GET SMALL: Alexander Khater at his 60-square-foot boutique


Tiniest Flagship


SMALL, HIGH-END: Downtown Los Angeles wrapped up 2014 with the debuts of more high-end boutiques, and these designer boutiques are coming in all shapes and sizes. The LAEX brand opened a downtown LA flagship store that is 60 square feet. It’s a good place to develop an audience, said Alexander Khater of LAEX.

Flagship stores are supposed to be big—emporiums that can stretch across the ground floor of a giant hotel or a city block—but Alexander Khater, owner/creative director of the 2-year-old downtown Los Angeles brand LAEX, planned to turn conventional wisdom on its head with the first LAEX flagship, which opened Dec. 8 at 218 W. Eighth St., on the corner of Broadway, in downtown Los Angeles.

It’s 60 square feet. Others would have passed it by, but the space presented an irresistible challenge to Khater, who worked as a visual designer for Emporio Armani in Milan from 2008 to 2009. “It’s a window display, but it’s a store,” he said of the unique space, which he characterized with the Twitter hashtag #cantgetanysmaller.

At the tiny flagship, he sells tops from his LAEX brand. He also sells accessories that he designs, such as plastic cardholders, and leather bags. Since the space is reminiscent of a newsstand, he plans to offer magazines at the space eventually.

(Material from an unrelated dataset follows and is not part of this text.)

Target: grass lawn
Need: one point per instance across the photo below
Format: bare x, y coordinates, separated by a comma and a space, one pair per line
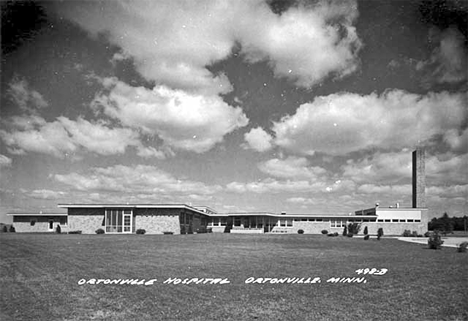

Khater designs items for LAEX at a workshop a couple of blocks away. But as downtown Los Angeles becomes more of a fashion neighborhood, he thought it would be a good idea to attract more eyeballs to his brand. LAEX is down the street from the recently opened flagship for the Skingraft label and a less than 5-minute walk from the Ace Hotel and the hub of high-end boutiques that opened around it.

Khater wholesales his tops from $25 to $50. They are designed for Los Angeles—casual but fashion forward, he said. They hang on a bar in the mid-section of the store, which Khater designed. The flooring is plywood. There is custom-made shelving and Plexiglas shades that cover LED lights, which change color.

LAEX is one of several tiny spaces on the 200 block of West Eighth Street. One is the Farago art gallery. Another is Artesana, a store devoted to a new take on traditional Mexican popsicles, called paletas. Khater said in the 1930s these spaces served as street-front cafes. Eventually, Khater hopes to open more newsstand-style boutiques. “We want to build a cult following,” he said of LAEX. “It can only happen organically.”